44-latek, który we wtorek zabarykadował się z nożem w gabinecie burmistrza burmistrza Chęcin (woj. świętokrzyskie), został zatrzymany przez policję. Mężczyzna trafił do szpitala psychiatrycznego, gdzie lekarze zdecydują czy i kiedy będzie można go przesłuchać. Włodarzowi gminy i pracownikom urzędu nic się nie stało.

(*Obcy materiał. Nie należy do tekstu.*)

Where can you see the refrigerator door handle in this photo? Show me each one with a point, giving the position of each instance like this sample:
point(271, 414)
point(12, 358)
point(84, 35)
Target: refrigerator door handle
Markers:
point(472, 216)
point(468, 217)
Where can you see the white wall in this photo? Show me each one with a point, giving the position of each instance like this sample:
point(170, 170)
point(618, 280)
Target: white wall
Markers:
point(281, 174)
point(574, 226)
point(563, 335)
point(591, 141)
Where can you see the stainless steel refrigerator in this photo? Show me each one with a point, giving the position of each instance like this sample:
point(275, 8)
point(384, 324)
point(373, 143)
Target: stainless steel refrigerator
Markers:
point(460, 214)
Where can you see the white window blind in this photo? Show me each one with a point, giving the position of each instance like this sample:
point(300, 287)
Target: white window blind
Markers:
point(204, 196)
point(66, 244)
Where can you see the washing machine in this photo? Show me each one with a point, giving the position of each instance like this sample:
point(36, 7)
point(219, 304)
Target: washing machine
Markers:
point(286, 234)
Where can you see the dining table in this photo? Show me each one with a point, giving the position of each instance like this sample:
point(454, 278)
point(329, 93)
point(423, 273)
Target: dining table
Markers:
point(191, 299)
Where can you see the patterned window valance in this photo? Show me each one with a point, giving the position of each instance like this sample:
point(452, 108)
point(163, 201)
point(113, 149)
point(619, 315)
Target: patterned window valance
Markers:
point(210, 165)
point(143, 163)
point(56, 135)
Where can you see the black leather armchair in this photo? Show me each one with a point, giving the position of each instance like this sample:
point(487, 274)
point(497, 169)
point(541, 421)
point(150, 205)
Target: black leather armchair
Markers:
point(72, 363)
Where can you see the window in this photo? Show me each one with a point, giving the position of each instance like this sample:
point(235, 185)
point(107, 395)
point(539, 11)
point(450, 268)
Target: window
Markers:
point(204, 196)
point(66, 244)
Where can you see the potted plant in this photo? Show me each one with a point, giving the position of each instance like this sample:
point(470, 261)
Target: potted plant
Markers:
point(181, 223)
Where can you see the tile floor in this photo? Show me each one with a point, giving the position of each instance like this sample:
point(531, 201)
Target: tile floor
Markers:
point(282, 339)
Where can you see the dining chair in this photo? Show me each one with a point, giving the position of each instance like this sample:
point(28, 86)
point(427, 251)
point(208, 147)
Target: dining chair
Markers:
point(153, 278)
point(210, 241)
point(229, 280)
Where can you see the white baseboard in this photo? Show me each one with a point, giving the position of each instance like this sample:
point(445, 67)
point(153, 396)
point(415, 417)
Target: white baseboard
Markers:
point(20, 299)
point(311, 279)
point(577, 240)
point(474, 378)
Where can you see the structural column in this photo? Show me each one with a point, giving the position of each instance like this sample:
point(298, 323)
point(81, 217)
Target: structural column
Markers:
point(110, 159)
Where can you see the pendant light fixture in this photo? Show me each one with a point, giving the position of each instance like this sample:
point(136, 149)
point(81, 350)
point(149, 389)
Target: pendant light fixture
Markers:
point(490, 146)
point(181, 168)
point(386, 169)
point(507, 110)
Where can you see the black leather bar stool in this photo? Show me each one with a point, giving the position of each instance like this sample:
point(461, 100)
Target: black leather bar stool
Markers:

Jak poinformował rzecznik świętokrzyskiej policji komisarz Kamil Tokarski, w Urzędzie Miasta i Gminy w Chęcinach pojawił się mężczyzna, który miał przy sobie nóż i butelkę z niezidentyfikowaną cieczą.
- Mężczyzna wszedł do sekretariatu burmistrza, a następnie do jego gabinetu. Tam rozlał ciecz, prawdopodobnie pochodną ropy. Burmistrzowi udało się opuścić pomieszczenie, w którym przebywał napastnik – relacjonował policjant.
44-latek, mieszkaniec gminy Chęciny, zabarykadował się w pomieszczeniu. Przybyli na miejsce policjanci ewakuowali pracowników urzędu. Wezwany ostał też policyjny negocjator.
Policjanci obezwładnili napastnika
- Po kilkudziesięciu minutach policjanci obezwładnili napastnika. W tej chwili jest pod opieką lekarzy. Sprawdzamy wszystkie okoliczności tego zdarzenia, m.in. czy mężczyzna był trzeźwy. Na miejscu jest też prokurator – dodał rzecznik policji. Obecnie zatrzymany znajduje się w szpitalu psychiatrycznym. Tamtejsi lekarze orzekną, czy i kiedy możliwe będzie przesłuchanie napastnika.
Funkcjonariusze pobrali próbki substancji, którą rozlał w gabinecie burmistrza 44-latek. Reszta cieczy została uprzątnięta przez sprzątaczkę.
Jak podkreślił rzecznik policji, burmistrzowi Robertowi Jaworskiemu i pracownikom magistratu nic się nie stało. Większość z nich wróciła już do pracy.
Jaworski funkcję burmistrza Chęcin pełni od 2006 roku.